The country has developed institutional and legal frameworks in line with the principle. The Election Commission has been constitutionally empowered to conduct the elections. The legal framework, the Representation of People Order (RPO), outlined the procedure for holding the polls. The RPO also speaks for holding the polls “JUSTLY” and “FAIRLY” and the EC can take any measures to ensure that the polls are held justly and fairly. But in reality, the institution appears weak and is unable to ensure effective enforcement of the electoral laws. Moreover, undue influence of the government on the election administration makes things worse.


Mike Touchton says free and fair election brings a country increased revenue from both portfolio investment (such as stocks, bonds, and mutual funds) in the short term and Foreign Direct Investment (FDI, which includes building factories, training workers through subsidiaries or joint ventures) in the long term.

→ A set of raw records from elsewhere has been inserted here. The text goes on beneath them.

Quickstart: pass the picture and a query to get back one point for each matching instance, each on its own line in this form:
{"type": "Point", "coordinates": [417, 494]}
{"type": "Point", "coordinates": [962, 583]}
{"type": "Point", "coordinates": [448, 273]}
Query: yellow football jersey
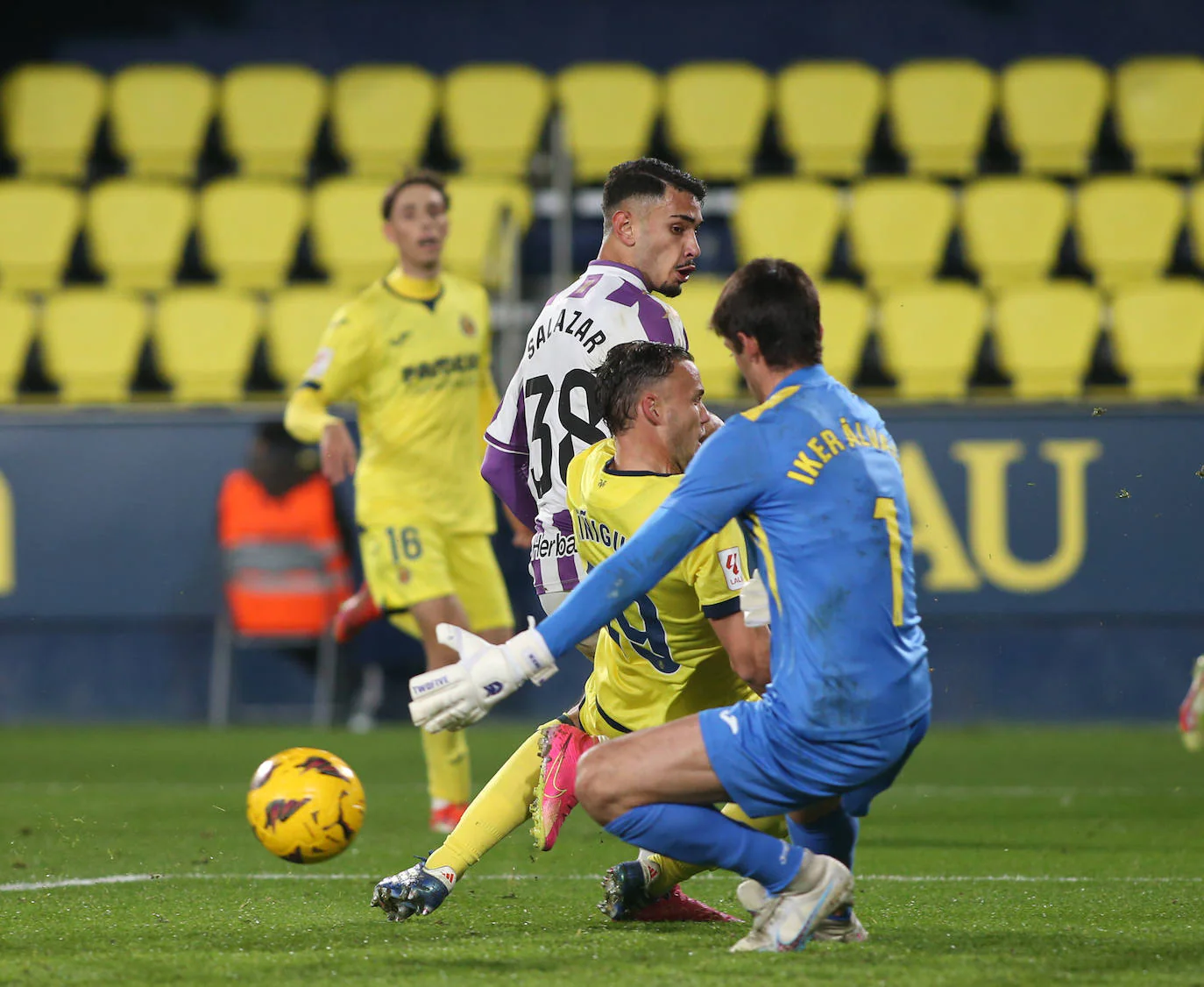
{"type": "Point", "coordinates": [419, 374]}
{"type": "Point", "coordinates": [660, 660]}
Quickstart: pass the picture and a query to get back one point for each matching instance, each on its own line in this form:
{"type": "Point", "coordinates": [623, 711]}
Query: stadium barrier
{"type": "Point", "coordinates": [1058, 560]}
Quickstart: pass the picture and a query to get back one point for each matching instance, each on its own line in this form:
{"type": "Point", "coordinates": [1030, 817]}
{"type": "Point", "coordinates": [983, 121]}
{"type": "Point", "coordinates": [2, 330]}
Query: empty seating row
{"type": "Point", "coordinates": [247, 230]}
{"type": "Point", "coordinates": [929, 337]}
{"type": "Point", "coordinates": [1013, 228]}
{"type": "Point", "coordinates": [203, 338]}
{"type": "Point", "coordinates": [714, 112]}
{"type": "Point", "coordinates": [1044, 335]}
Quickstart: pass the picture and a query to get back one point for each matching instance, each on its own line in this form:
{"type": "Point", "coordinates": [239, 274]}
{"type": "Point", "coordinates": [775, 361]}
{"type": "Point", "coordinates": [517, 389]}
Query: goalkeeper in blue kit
{"type": "Point", "coordinates": [813, 476]}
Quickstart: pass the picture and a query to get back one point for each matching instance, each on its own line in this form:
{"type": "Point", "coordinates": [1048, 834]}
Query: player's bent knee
{"type": "Point", "coordinates": [595, 791]}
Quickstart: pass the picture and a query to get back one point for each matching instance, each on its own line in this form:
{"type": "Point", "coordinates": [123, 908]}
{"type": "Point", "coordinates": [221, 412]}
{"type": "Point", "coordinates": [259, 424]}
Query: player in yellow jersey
{"type": "Point", "coordinates": [413, 351]}
{"type": "Point", "coordinates": [682, 649]}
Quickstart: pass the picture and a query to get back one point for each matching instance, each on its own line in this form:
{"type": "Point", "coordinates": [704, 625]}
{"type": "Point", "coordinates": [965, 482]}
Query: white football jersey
{"type": "Point", "coordinates": [550, 409]}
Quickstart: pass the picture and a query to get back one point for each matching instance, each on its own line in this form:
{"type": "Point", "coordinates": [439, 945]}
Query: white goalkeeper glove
{"type": "Point", "coordinates": [457, 695]}
{"type": "Point", "coordinates": [755, 602]}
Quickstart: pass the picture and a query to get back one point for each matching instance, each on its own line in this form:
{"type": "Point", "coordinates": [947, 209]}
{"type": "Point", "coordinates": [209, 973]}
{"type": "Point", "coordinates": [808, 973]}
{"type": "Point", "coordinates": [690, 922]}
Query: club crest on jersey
{"type": "Point", "coordinates": [733, 568]}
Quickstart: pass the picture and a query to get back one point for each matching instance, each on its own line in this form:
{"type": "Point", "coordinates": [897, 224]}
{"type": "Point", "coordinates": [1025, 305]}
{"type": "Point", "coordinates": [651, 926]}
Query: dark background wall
{"type": "Point", "coordinates": [332, 34]}
{"type": "Point", "coordinates": [116, 568]}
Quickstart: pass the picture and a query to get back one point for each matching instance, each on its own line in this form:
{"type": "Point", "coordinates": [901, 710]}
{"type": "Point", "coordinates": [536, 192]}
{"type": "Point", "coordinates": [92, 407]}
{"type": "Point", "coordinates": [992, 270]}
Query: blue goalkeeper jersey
{"type": "Point", "coordinates": [814, 478]}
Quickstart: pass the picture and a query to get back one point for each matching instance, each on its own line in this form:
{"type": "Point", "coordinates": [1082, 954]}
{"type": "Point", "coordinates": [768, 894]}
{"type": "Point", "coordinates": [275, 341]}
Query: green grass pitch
{"type": "Point", "coordinates": [1004, 856]}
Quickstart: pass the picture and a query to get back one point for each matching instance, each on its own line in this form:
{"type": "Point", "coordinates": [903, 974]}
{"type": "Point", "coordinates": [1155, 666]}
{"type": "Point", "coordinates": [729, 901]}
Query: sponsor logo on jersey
{"type": "Point", "coordinates": [554, 544]}
{"type": "Point", "coordinates": [442, 368]}
{"type": "Point", "coordinates": [598, 532]}
{"type": "Point", "coordinates": [733, 568]}
{"type": "Point", "coordinates": [322, 361]}
{"type": "Point", "coordinates": [280, 810]}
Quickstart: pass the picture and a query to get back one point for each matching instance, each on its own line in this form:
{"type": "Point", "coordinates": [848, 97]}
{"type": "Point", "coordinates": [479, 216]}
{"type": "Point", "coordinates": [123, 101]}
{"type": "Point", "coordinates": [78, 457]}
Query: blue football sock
{"type": "Point", "coordinates": [834, 834]}
{"type": "Point", "coordinates": [699, 834]}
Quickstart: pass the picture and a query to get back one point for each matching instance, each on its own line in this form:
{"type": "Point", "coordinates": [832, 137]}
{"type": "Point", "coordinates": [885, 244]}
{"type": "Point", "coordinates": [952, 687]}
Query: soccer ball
{"type": "Point", "coordinates": [305, 804]}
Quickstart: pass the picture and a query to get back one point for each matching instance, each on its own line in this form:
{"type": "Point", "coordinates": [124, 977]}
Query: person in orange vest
{"type": "Point", "coordinates": [287, 570]}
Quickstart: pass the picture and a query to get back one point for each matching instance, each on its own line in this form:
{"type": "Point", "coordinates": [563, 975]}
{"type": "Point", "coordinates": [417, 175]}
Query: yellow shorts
{"type": "Point", "coordinates": [405, 565]}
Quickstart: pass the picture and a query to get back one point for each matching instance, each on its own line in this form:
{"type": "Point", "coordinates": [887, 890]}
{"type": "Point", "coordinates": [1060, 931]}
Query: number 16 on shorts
{"type": "Point", "coordinates": [405, 543]}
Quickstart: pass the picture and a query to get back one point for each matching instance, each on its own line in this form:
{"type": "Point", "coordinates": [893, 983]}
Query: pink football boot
{"type": "Point", "coordinates": [556, 794]}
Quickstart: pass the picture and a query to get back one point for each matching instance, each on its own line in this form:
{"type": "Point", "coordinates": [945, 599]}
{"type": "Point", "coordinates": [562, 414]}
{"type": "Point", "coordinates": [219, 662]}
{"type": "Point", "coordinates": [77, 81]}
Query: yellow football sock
{"type": "Point", "coordinates": [675, 871]}
{"type": "Point", "coordinates": [501, 806]}
{"type": "Point", "coordinates": [448, 771]}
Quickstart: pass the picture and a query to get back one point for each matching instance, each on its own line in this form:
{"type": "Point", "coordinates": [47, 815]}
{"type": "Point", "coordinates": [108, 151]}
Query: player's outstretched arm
{"type": "Point", "coordinates": [747, 649]}
{"type": "Point", "coordinates": [457, 695]}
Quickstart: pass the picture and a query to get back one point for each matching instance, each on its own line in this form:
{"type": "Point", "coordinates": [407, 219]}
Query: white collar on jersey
{"type": "Point", "coordinates": [623, 270]}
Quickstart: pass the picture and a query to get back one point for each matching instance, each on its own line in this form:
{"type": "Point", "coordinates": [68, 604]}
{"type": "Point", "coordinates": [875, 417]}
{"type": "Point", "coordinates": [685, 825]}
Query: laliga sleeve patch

This revenue could then be devoted to improving popular public services, such as healthcare and education—pleasing voters. Governments that hold free and fair elections may thus lose some short-term power, but it will gain prosperity, and potentially ongoing popularity, he argues.

“Unfortunately”, he wrote, “politicians in many developing countries reject liberal democracy because free and fair elections may mean losing power. Perhaps they might consider that free elections send clear signals to those whose investments can stabilise economies and improve standards of living.”

Thus, by all counts, a good election is the best medicine.

Shakhawat Liton is Planning Editor, The Daily Star.